Nobody tells you that there are big differences. You can push an object either with straight arms, accelerating towards it, or with bend arms. The awkward thing is that in the first case Reaction will only decelerate you, while in the second case Reaction will move you backwards. This difference is given by the fact that in the first case Reaction is given by Inertia, while in the second case Reaction is given by elastic forces.
When you push an object with straight arms, accelerating towards it, see the image below, then the math is very simple and clear, given by either Composition of Forces (Vectors) or the Second Law.
Here is the simple math using Composition of Forces. When object A pushes object B, both objects are accelerated by the same force F which is divided into the two forces that accelerate each object
$$F=F_{A}+F_{B}.$$
Action is the force FB that accelerates object B, Reaction is the force that
decelerates object A. We can calculate the force that accelerates (only) object A
$$F_{A}=F-F_{B}$$
So from this equation we can see that
object A will always be decelerated by a force ##-F_{B}## which we defined as Reaction. Thus Action=-Reaction, or from the above image ##F_{B}=-(-F_{B})##.
When you push with your arms bent, in this case you and whatever you are pushing will be accelerated by elastic forces, in which case Hooke's Law, ##F=-kx##, applies, which says that the elastic force is given by the distance x by which the spring restores its length. Below is the case when the two bodies at the ends of the spring have equal mass.
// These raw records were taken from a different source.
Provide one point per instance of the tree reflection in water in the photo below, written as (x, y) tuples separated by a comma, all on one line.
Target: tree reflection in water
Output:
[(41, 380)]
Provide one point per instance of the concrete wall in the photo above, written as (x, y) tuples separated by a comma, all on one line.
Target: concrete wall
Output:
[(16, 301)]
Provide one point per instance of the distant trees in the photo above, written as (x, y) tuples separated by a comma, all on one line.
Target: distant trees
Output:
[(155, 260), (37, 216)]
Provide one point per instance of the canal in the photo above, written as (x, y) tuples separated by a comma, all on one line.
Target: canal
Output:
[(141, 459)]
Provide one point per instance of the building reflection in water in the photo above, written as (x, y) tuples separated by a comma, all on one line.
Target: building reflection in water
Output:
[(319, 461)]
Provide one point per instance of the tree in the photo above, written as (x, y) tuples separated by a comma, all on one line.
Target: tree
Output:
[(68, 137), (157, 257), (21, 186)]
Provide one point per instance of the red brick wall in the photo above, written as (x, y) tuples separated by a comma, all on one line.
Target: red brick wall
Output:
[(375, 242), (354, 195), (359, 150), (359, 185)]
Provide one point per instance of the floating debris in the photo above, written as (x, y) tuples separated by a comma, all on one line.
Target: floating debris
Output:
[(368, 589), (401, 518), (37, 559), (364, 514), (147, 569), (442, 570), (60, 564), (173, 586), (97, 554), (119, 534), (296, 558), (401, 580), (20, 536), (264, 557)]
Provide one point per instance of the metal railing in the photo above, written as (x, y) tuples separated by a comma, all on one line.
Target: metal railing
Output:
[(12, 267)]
By the way this distance x is a vector, it has magnitude and most importantly
direction, so that the Hooke's Law is correctly written as
$$\vec{F}=-k\vec{x}$$
So, after measuring the distances/vectors ##x_{1}## and ##x_{2}## by which you restore the arm length in both directions, you can calculate the opposite elastic forces.
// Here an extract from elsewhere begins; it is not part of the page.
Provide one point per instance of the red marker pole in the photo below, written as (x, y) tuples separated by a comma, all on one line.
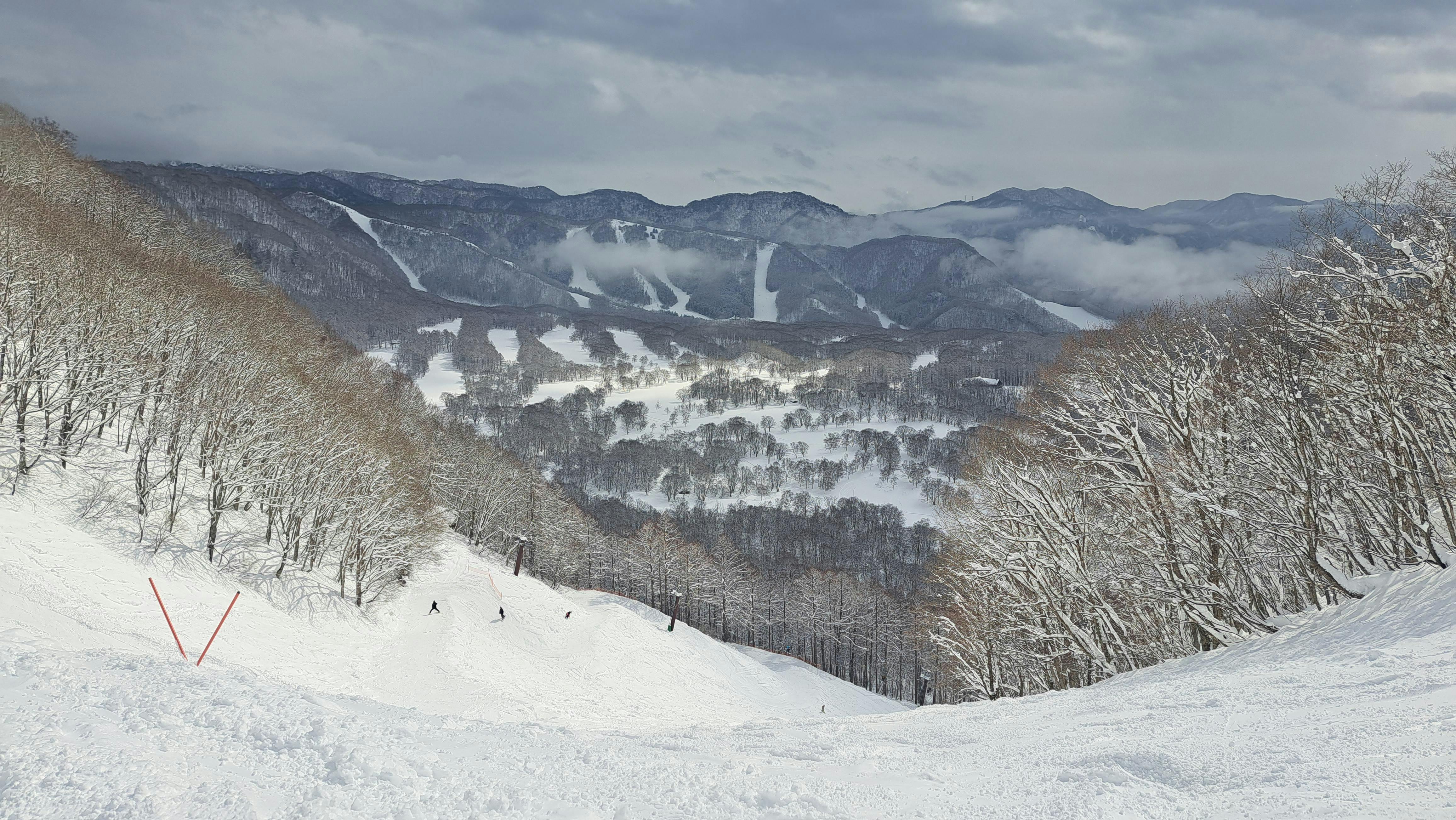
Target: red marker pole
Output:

Also, knowing the distances traveled by the two bodies, you can use the kinematic eq
$$d=\dfrac{at^2}{2}$$
to calculate both accelerations, and then both opposite forces given by the Second Law ##F=ma##.
Both mathematical calculations are interesting, but are actually forbidden by forum rules, because there are no such mathematical calculations in any textbooks anywhere in the world, so I can't help you with that.
PS
I have no idea how to insert LaTeX here (solved by admin, thanks!).